Ichiju-issai (a bowl of soup and one dish) (一汁一菜)

"Ichiju-issai" is one of the menu compositions of meals in Japan.

Staple food
- White rice, etc.
Soup dish
- Miso soup, etc.
Okazu (also called sozai) one dish
Tsukemono (also called ko no mono) (pickles)
These four categories are eaten together. The items excluding the staple food constitute 'ichiju-issai,' because ko no mono is not usually counted.

The composition of 'ichiju-sansai' that has three dishes (one main dish + two side dishes) is also well known.

The word ichiju-issai was used to mean 'a simple meal' (also called soshoku) comprising only one dish. However, it has acquired a rather positive meaning with the westernization of dietary habits and food satiation are becoming a problem in recent years. And, it has been used largely to signify 'a well-balanced meal' that follows a traditional Japanese style.

History

Ichiju-issai originally meant a meal style emphasizing simplicity and frugality that had been taken in Zen temples in the Kamakura period. Thus, okazu was also extremely simple, prepared with vegetables.
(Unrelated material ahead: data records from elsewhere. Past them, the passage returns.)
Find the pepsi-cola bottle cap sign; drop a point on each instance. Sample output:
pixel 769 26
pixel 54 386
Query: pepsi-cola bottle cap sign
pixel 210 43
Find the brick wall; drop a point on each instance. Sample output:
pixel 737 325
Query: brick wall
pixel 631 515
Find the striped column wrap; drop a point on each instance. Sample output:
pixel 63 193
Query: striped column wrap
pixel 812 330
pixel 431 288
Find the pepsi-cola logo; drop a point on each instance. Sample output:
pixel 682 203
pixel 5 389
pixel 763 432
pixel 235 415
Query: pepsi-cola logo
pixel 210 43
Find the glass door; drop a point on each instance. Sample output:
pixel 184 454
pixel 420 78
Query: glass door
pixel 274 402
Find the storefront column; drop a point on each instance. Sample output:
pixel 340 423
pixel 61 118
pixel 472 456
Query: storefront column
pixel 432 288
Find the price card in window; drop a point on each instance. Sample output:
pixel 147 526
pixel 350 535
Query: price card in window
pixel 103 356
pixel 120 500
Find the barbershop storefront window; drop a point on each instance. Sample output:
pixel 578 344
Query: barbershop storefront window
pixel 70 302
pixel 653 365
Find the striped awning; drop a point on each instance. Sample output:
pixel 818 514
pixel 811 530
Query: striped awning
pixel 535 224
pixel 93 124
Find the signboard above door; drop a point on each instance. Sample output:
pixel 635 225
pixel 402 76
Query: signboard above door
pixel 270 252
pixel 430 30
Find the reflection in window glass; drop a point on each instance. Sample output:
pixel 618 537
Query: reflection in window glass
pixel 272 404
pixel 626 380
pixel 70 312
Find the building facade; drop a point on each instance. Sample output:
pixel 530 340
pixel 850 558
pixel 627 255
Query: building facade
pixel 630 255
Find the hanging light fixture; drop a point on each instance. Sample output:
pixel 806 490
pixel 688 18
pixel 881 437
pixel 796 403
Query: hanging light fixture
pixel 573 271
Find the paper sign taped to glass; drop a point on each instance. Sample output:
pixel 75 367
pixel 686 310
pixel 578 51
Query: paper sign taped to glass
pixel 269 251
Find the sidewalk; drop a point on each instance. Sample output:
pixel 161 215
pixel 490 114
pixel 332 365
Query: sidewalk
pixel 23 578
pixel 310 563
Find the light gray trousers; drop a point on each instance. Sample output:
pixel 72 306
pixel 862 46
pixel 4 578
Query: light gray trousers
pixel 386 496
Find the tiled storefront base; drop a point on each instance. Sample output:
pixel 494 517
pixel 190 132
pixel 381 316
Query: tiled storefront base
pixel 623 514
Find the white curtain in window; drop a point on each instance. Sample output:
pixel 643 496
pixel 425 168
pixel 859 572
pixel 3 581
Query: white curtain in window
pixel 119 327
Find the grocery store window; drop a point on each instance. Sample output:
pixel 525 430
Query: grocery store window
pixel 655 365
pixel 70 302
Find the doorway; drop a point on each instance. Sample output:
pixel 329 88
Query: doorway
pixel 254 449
(However, 'ichiju-sansai' was served on a special occasion and when there was a visitor). This meal style spread among ordinary people. Then, ichiju-issai and ichiju-sansai eventually came to establish themselves as the traditional daily meal patterns of Japan.

It is known that Yozan UESUGI and Mitsumasa IKEDA ordered people to make their meals ichiju-issai for the sake of frugality during the Edo period.